This sounds like just about every piece of pay for software in the windows world. They reel you in with a free version that does nice things, then they develop a so called professional edition which does things like automatic updates, and better features. They attach a price tag to it and go, oh but there's a free version out there. It doesn't do automatic updates but who needs that? Spot on, magic banana. On 02/13/2013 04:37 AM, [email protected] wrote:
The free software movement is about freeing *all* computer users (including companies) through freeing *all* software. A free software core is a positive contribution to the movement. Developing proprietary software is a negative contribution to the movement. It subjugates the users that do no value their freedoms. This software may include a free core, be a plugin to a free core, be the "enterprise version" of a free "community edition" or tailor a few customers. Those names do change anything to its unethical nature.

Now that it is clear to anybody that, in your text, "support" includes "additional developments" and "non copyleft" means "proprietary", let me cite your first post in this thread:

You can make money by developing a free software package but leave it pretty bare bones (...). Non technical users are stuck. When that user needs help installing or using it, you offer support under an "enterprise" edition where you dual license the software under the GPL and a custom license so code is no longer copyleft.

Although that I agree (and have always agreed) that the free software core is a positive contribution, this business plan looks disgusting to me. It is about attracting users with free software to then taking advantage of the non-technical ones who are purposely "stuck" and invited to proprietary software to merely be able to use the software.
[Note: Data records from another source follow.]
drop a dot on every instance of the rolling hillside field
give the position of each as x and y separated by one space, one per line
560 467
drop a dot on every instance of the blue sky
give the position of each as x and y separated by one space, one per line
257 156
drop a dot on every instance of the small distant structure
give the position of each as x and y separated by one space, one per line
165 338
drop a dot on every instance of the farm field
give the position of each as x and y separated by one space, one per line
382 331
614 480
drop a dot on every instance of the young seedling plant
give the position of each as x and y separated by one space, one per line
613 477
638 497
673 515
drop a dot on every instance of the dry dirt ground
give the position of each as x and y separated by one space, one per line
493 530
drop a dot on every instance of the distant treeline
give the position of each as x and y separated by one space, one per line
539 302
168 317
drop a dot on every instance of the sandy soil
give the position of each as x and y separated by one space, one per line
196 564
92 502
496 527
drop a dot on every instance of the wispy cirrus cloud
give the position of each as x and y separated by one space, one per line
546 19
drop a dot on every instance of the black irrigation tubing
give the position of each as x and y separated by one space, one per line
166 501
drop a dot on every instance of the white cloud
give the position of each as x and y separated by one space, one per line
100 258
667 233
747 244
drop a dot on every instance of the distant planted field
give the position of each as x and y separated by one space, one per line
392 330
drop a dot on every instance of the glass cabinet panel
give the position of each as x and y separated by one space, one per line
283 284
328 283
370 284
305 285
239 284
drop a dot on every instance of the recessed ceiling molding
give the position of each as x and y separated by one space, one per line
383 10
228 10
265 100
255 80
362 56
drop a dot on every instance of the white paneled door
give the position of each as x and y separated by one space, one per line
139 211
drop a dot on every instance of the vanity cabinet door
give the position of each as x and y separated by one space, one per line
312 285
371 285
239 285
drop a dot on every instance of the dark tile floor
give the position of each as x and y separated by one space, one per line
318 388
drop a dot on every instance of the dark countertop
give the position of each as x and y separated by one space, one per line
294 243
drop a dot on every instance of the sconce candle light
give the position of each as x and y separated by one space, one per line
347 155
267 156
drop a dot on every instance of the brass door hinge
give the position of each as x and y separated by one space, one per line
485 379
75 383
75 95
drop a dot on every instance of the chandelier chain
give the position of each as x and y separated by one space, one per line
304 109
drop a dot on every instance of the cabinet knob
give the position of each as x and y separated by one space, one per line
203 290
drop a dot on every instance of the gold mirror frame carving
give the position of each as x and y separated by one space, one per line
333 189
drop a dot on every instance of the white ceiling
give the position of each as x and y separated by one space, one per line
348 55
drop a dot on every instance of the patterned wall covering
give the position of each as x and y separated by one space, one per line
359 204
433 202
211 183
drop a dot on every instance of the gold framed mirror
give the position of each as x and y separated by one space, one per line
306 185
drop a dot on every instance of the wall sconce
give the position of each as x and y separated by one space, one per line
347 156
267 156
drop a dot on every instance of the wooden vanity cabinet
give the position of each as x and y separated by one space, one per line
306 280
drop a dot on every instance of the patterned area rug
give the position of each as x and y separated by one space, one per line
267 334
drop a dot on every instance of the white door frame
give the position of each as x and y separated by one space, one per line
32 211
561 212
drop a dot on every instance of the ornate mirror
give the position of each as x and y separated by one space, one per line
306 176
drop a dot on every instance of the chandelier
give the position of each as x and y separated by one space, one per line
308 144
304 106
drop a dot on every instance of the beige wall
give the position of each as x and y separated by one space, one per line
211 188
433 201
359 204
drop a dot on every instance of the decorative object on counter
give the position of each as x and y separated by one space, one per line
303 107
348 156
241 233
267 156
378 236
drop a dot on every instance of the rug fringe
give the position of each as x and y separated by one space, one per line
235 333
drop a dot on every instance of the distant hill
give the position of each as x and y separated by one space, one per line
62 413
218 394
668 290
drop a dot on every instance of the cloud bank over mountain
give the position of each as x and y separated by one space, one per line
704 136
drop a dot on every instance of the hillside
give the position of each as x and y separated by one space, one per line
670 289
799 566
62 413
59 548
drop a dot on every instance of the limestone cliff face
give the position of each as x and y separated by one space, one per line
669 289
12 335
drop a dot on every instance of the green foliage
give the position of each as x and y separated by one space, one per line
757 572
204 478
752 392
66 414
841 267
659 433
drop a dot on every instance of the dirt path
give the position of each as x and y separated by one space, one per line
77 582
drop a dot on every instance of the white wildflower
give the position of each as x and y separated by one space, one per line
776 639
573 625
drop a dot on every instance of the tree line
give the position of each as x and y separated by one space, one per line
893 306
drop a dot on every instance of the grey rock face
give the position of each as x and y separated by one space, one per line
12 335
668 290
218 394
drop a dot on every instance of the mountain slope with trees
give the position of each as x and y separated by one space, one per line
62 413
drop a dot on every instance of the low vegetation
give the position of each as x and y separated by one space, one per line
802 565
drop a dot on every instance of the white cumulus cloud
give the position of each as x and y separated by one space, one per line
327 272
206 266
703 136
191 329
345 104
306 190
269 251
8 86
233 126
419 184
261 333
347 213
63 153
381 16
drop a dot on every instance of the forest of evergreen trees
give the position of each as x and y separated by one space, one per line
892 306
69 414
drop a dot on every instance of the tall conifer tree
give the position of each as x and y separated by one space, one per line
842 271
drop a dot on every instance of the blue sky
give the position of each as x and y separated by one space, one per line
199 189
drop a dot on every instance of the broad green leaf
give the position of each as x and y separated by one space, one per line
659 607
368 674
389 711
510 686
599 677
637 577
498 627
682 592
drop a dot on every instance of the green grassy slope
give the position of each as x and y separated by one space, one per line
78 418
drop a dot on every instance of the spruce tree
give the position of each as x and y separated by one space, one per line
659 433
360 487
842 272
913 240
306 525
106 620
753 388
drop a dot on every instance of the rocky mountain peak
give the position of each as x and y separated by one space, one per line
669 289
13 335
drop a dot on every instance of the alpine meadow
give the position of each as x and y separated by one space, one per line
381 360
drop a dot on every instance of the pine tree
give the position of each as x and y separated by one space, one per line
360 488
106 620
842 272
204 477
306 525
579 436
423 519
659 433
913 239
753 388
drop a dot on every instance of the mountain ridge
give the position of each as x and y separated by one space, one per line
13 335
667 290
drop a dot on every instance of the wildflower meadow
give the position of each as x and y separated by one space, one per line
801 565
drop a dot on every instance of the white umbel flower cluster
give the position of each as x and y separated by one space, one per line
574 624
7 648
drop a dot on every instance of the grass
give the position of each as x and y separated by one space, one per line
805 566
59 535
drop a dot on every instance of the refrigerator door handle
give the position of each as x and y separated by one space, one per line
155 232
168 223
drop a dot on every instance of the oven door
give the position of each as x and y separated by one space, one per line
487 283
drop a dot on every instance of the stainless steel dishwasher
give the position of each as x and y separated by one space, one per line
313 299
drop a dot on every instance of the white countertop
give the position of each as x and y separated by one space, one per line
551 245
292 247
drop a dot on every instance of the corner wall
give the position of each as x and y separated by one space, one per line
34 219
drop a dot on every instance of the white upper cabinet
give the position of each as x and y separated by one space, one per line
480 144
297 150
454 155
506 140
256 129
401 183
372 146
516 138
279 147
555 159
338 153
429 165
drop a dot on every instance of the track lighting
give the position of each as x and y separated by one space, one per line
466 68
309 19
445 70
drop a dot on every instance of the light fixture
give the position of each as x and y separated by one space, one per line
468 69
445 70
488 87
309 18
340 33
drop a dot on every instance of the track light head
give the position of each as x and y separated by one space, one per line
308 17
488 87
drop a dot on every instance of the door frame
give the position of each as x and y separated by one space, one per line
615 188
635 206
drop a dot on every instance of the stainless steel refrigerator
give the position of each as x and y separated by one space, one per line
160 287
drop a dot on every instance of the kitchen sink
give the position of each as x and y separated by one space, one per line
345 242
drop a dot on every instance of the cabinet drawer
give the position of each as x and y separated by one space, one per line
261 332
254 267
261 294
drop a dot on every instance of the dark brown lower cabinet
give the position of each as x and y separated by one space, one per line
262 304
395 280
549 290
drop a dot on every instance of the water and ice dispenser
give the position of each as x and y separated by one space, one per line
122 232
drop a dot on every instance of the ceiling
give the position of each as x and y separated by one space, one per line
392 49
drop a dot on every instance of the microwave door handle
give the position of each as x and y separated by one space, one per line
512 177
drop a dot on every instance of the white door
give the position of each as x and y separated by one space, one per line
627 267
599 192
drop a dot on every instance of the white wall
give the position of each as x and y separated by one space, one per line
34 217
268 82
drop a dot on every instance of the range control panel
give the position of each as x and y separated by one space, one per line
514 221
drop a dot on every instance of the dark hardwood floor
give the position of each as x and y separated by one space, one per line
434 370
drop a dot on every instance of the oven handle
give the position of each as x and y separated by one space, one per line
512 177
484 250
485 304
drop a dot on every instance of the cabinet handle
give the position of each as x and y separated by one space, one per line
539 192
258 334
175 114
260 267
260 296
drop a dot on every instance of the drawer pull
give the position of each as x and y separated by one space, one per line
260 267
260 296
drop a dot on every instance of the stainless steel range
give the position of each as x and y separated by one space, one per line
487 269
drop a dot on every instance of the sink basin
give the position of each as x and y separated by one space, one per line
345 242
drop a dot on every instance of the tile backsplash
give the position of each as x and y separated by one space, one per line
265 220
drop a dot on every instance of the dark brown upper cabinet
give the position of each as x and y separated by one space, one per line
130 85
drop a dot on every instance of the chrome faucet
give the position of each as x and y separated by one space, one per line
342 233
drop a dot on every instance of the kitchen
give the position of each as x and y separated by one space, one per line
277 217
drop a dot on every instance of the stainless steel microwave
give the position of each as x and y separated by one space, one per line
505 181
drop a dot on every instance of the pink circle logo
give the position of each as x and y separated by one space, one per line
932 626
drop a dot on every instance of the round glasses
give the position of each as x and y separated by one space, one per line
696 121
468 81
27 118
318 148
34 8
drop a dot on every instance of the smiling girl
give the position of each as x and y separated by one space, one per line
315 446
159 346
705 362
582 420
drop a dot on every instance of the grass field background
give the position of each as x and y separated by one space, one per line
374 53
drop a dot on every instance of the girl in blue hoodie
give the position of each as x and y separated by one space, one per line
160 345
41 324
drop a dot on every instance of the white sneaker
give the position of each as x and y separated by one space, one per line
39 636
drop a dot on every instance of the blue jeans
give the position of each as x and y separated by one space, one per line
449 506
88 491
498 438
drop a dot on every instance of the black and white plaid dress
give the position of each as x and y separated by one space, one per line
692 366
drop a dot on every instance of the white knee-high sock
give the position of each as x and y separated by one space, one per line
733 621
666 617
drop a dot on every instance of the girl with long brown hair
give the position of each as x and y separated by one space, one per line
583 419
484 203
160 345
What is even more disgusting is that you then pretend that the proprietary software developer is not guilty; that the user (the victim) is to be blamed because she should have refused the invitation and stick to the free core (that she cannot use). Going that far justifies about any proprietary software development: "Buy our nice user-subjugating software! It is ethical because there exists this feature-lacking and unusable application as a free software alternative."